Turkish Prime Minister Tayyip Erdogan told Syrian refugees on Sunday that victory for the rebels was not far off and that Assad was “losing blood” by the day.

Erdogan, who is trying to rally international support against Assad, was met with enthusiastic applause and shouts of “Long live Erodgan” at the Kilis camp on Turkey’sborder with Syria, which is sheltering 9,000 refugees from the violence.

“Your victory is not far. We have just one issue: to stop the bloodshed and tears and for the Syrian people’s demands to be met,” he told the crowd.

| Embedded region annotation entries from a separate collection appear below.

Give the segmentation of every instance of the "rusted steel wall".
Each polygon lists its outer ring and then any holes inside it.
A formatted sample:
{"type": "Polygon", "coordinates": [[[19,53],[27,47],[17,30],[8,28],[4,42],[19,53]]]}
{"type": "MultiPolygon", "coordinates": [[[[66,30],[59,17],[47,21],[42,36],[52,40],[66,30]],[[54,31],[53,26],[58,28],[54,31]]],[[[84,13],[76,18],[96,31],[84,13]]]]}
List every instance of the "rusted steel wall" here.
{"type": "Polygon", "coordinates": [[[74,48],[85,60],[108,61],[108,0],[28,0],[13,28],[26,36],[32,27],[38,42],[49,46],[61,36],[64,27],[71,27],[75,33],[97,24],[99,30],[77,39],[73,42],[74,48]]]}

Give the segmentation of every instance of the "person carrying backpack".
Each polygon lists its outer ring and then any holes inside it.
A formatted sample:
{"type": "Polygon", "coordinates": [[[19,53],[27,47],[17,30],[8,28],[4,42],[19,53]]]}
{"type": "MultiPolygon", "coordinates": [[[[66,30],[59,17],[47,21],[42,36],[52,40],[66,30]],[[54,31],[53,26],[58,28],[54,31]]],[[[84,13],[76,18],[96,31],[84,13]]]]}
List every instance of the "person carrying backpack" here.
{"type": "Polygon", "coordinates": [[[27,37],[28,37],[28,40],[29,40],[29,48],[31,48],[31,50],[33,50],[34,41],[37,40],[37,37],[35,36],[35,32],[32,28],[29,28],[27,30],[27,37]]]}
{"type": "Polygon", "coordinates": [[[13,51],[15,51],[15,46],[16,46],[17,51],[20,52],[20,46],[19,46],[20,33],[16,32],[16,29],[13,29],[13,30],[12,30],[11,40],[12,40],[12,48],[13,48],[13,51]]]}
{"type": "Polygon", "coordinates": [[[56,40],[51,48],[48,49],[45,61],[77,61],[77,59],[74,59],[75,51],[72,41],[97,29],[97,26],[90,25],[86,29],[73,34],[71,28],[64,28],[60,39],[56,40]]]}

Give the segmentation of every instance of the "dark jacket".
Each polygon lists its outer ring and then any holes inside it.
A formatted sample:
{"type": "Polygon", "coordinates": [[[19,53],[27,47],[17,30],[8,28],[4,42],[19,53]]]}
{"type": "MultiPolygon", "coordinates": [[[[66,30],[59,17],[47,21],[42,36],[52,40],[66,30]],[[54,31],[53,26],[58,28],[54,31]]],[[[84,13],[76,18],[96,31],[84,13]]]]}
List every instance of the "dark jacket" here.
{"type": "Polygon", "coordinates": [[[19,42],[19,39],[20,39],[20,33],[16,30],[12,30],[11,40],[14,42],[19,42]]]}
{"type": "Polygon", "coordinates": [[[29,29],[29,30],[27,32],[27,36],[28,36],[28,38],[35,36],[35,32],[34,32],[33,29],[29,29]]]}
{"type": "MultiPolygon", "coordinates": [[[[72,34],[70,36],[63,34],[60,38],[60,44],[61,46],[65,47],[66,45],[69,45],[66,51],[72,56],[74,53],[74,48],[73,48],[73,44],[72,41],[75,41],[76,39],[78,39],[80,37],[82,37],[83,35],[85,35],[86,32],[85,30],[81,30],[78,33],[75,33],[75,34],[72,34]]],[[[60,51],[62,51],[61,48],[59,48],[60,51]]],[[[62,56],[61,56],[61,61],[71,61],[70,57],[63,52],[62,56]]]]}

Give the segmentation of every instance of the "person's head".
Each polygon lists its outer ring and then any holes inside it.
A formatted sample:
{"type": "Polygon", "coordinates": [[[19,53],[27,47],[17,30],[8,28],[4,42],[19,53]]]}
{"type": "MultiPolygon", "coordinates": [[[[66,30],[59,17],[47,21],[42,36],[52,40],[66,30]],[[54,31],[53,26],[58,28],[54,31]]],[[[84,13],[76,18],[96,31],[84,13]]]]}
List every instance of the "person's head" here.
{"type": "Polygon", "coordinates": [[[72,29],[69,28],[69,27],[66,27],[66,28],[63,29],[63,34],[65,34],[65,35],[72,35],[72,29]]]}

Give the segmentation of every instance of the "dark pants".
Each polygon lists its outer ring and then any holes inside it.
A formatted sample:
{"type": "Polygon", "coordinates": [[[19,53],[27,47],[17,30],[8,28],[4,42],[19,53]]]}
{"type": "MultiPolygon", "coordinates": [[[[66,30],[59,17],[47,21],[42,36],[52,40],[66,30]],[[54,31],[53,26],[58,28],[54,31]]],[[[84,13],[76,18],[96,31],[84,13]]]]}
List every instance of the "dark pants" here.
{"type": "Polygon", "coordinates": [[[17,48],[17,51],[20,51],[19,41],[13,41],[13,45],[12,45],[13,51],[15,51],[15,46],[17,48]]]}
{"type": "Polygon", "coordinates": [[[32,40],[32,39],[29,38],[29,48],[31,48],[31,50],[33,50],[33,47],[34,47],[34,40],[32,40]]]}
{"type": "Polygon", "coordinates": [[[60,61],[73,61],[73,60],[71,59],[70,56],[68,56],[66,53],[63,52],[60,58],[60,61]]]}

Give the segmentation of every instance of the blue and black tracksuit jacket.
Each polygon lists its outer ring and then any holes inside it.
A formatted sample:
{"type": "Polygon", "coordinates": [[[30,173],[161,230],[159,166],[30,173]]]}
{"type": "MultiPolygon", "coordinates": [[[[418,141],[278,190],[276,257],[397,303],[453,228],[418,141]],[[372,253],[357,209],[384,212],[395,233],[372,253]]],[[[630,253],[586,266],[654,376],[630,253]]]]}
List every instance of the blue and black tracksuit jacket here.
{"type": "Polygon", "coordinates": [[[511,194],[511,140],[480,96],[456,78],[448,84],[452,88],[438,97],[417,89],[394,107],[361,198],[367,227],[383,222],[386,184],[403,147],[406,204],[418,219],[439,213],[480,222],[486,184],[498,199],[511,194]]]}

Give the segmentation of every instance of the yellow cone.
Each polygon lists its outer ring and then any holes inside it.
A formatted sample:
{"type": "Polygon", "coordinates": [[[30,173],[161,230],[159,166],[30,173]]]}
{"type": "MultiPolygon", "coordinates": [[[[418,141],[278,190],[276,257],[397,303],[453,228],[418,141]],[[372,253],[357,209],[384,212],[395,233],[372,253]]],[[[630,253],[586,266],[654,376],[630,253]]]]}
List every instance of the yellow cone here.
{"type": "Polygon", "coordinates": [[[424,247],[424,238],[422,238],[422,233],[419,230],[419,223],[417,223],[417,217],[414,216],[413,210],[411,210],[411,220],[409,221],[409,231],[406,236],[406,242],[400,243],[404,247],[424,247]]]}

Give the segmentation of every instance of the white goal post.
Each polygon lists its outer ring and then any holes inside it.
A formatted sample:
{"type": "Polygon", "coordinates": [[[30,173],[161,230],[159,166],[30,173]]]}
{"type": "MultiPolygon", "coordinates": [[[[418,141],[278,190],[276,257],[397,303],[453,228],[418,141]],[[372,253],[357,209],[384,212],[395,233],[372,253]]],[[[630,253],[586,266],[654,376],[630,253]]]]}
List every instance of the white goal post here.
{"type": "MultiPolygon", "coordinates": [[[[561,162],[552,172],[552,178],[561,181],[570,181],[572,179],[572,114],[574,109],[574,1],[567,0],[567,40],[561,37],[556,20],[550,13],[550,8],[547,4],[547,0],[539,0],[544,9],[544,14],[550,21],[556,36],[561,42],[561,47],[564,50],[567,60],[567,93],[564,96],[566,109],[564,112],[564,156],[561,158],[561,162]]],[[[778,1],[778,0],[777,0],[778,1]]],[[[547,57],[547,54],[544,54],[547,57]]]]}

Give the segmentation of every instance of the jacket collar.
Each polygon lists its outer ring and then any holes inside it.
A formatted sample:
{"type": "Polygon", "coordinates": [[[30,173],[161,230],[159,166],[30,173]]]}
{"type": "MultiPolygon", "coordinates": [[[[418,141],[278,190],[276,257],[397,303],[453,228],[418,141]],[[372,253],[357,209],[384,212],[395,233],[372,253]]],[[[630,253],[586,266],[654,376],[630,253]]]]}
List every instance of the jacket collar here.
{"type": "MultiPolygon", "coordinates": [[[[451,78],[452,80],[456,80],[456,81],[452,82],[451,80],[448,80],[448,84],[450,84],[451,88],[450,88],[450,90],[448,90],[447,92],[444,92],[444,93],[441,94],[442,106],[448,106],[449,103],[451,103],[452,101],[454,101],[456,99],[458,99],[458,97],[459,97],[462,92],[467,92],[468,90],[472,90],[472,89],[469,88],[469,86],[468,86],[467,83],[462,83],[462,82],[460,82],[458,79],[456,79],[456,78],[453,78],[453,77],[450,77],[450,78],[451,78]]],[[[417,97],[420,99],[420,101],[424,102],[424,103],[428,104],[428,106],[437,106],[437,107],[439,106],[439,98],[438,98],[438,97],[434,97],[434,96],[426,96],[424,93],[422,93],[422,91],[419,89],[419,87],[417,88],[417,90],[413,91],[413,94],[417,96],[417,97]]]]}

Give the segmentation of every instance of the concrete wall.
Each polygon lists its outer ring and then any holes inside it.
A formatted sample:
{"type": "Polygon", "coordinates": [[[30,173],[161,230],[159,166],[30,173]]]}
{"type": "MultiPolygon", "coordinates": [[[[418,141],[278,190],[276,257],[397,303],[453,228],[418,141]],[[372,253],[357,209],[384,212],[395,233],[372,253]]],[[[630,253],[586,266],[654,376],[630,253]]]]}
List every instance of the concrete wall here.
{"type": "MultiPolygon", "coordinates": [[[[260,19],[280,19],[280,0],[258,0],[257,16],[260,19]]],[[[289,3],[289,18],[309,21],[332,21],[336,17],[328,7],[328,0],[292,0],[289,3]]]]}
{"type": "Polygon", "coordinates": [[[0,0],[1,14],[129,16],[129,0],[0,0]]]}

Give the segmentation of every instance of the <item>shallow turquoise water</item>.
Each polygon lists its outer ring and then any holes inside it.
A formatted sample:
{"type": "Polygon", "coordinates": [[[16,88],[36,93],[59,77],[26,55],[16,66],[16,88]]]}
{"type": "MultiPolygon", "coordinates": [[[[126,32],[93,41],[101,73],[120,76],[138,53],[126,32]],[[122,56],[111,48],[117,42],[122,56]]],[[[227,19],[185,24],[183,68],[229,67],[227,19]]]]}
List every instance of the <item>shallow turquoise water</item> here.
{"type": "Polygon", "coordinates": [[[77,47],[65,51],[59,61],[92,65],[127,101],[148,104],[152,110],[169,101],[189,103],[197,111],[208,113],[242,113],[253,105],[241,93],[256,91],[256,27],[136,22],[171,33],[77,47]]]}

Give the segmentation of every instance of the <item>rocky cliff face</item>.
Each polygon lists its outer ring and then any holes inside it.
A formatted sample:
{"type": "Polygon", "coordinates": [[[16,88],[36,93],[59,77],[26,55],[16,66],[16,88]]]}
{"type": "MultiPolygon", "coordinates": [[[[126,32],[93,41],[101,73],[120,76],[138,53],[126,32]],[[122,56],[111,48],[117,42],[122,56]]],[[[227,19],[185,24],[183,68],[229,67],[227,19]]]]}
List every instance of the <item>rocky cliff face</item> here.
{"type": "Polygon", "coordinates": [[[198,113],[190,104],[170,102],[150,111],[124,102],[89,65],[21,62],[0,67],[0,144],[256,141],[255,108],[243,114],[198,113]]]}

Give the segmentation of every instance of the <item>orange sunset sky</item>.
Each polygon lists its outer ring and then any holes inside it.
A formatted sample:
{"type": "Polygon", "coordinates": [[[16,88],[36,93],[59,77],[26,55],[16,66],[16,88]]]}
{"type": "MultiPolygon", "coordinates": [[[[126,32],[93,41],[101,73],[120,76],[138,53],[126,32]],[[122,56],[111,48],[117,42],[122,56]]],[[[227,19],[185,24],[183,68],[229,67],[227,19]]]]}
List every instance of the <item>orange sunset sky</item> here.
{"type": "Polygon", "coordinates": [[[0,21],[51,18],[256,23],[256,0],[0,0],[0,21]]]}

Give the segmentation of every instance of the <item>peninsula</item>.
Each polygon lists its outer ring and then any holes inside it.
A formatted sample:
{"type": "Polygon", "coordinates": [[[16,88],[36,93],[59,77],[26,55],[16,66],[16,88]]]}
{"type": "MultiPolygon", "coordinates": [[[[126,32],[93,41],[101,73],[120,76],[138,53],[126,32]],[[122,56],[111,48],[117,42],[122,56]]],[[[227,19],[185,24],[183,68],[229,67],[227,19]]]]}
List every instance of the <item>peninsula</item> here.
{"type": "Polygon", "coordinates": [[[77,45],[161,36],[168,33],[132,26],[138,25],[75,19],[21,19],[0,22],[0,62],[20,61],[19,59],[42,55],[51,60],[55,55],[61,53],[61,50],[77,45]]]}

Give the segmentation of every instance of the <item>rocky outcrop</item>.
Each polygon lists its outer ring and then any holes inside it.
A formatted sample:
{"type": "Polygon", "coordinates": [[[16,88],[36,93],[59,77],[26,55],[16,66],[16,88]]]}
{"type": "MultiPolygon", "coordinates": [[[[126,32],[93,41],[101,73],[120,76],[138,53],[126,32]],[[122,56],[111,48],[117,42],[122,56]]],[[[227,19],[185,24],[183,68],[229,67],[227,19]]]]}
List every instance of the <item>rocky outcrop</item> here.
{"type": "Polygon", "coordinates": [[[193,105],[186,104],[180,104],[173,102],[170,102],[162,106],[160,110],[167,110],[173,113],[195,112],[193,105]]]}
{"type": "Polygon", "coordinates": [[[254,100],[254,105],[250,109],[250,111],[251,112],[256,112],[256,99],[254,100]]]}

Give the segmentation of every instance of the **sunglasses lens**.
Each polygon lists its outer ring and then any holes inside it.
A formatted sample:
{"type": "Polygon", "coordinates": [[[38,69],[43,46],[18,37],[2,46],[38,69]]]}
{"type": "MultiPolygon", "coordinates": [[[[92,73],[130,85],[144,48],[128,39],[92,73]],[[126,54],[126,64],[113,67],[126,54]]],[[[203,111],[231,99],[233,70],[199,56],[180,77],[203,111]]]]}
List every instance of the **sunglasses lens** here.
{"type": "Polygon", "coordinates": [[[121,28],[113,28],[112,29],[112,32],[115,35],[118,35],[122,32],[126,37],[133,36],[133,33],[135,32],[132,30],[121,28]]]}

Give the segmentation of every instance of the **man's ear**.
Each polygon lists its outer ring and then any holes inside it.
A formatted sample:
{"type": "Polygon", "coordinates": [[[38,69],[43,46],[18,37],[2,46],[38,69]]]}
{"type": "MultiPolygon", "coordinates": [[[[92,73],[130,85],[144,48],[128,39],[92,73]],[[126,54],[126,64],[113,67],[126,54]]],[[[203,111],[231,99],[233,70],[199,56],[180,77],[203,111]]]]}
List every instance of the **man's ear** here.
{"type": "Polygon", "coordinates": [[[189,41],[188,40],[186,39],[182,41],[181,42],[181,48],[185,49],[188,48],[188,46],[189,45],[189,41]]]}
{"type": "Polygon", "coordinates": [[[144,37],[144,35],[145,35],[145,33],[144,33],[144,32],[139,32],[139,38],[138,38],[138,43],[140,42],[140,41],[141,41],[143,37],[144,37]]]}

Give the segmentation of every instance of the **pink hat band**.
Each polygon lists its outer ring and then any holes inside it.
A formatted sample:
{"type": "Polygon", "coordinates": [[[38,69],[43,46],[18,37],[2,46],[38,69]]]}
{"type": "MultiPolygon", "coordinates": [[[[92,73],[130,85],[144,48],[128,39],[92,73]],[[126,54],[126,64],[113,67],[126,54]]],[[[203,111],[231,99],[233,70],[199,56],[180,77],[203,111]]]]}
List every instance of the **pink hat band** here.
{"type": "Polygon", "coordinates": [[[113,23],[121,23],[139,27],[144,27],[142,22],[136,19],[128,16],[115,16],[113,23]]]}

Backed by old ally Russia, and with support from Iran’s clerical Shi’ite rulers, Assad, who belongs to Syria’s Alawite minority, an offshoot of Shi’ite Islam, has relied on the Alawite dominated military to try to put down the uprising against his repressive rule, which is being mostly led by members of the country’s Sunni majority.

Unlike the autocratic leaders of Tunisia, Egypt, Libya and Yemen, who have been toppled by Arab Spring revolts, Assad has retained enough support among the military and among his Alawite sect, which dominates the army and security apparatus, to withstand the popular revolt.

The ruling elite still has open supply lines from Iraq and Lebanon to counter Western sanctions. In Lebanon the Shi’ite guerrilla group Hezbollah has led support for Syria to the disquiet of the Sunni population.

On Sunday, the U.N. monitors visited the towns of Madaya and Zabadani near the Lebanese border.

The Syrian military shelled Madaya and the nearby resort of Zabadani, the scene of regular demonstrations demanding Assad’s removal, for weeks before agreeing with rebels in January on a deal for the two sides to hold their fire.

In Zabadani, pictures of young men killed by Assad’s forces were plastered on shuttered shops and facades of buildings.

“Vote for your candidate to parliament, the martyr Nour Adnan al-Dalati,” read one poster, mocking Monday’s election.

“Vote for martyr Issam Hasan Tassa,” said another.